Pengamat energi ReforMiner Institute, Komaidi Notonegoro, menilai memang tidak ada kesesuaian antara program, biaya, dan manfaat sehingga daripada dilanjutkan memang lebih baik dihentikan.
"Untuk mengurangi nozel pasti ada biaya. Sementara manfaatnya tidak signifikan, jadi buat apa?" ujarnya kepada detikFinance, Minggu (13/7/2014).
SCROLL TO CONTINUE WITH CONTENT
Sementara bila dibebankan ke APBN, menurutnya juga tidak relevan. Saat ini anggaran untuk belanja subsidi BBM sudah sangat besar.
"Kalau pengusaha sulit untuk membayar operasional. Terus kalau di APBN juga tidak mungkin dibebankan," katanya.
Hal yang sama, kata Komaidi, sebenarnya sudah terlihat dalam program Radio Frequency Identification (RFID). Sudah berjalan sekitar beberapa bulan, namun tidak ada dampak yang signifikan.

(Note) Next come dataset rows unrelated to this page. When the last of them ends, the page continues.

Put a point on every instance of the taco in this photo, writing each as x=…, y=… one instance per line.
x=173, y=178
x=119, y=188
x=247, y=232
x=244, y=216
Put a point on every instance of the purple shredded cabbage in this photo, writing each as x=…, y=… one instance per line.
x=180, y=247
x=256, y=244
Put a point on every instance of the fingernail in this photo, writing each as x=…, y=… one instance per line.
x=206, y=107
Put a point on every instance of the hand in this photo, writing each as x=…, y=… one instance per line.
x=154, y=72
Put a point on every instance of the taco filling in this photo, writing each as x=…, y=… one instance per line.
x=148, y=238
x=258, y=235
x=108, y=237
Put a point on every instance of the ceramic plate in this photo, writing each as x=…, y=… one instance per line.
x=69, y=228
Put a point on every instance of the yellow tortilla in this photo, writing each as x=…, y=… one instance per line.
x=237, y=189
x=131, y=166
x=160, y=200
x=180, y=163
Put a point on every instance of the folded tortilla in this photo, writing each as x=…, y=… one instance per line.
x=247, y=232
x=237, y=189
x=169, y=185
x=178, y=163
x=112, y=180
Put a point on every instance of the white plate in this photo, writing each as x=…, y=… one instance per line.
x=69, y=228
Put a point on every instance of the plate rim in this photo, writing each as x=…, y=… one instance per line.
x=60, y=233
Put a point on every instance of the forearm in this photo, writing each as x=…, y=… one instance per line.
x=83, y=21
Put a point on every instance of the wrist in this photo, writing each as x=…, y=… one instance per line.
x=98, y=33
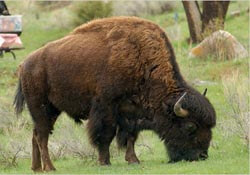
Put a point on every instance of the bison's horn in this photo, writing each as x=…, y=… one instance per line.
x=178, y=110
x=205, y=92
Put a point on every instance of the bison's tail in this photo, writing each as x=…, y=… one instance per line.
x=19, y=100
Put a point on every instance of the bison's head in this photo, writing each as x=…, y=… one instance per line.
x=188, y=132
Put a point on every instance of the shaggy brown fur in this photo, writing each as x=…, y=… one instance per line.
x=117, y=73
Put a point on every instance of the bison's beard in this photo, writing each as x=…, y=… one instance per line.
x=176, y=153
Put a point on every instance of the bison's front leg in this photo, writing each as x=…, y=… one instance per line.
x=101, y=129
x=130, y=152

"Kemarin kan sudah ada RFID itu banyak dana dikeluarkan. Sementara yang dihemat tidak cukup signifikan dan di bawah ekspektasi," sebut Komaidi
Dari dua wacana tersebut, ditambah dengan pembatasan konsumsi BBM subsidi kendaraan dinas, perkebunan, dan pertambangan, menurutnya hanya maksimal menghemat 1 juta kiloliter (KL).
"Paling cuma 1 juta KL kalau semuanya dilakukan. Nggak terlalu berdampak untuk mengatasi defisit anggaran," tegas Komaidi.

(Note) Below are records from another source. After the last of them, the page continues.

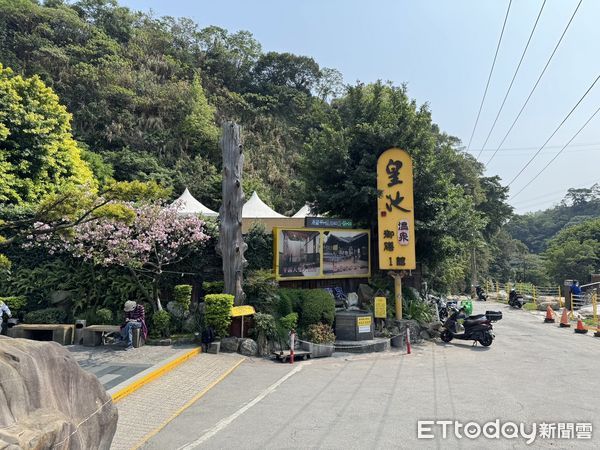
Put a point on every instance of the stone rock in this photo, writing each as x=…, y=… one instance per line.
x=413, y=325
x=365, y=294
x=434, y=326
x=352, y=299
x=248, y=347
x=48, y=401
x=230, y=344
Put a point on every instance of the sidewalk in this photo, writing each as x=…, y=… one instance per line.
x=147, y=410
x=115, y=367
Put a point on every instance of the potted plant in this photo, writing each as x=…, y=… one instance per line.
x=319, y=340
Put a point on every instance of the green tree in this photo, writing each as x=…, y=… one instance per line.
x=39, y=155
x=574, y=252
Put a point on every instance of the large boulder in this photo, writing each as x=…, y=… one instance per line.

Sebelumnya, Kepala Badan Pengatur Hilir Minyak dan Gas Bumi (BPH Migas) Andy Noorsaman Someng mengatakan rencana untuk pengurangan nozel BBM bersubsidi tidak bisa diberlakukan.
"Rencana itu tidak bisa diberlakukan, apalagi dikurangi nozelnya di 59 kota/kabupaten nggak mungkin. Hasil rapat kemarin, program pengurangan nozel BBM subsidi hanya bisa dilakukan di Jakarta saja, itu pun masih di Jakarta Pusat," ungkap Andy.
Andy mengatakan, tidak bisa diterapkannya program pengurangan nozel BBM subsidi tersebut, karena jumlah nozel non subsidi di SPBU juga masih sangat minim. "Kita cari nozel BBM non subsidi di luar Jakarta saja lumayan susah, masih minim," katanya.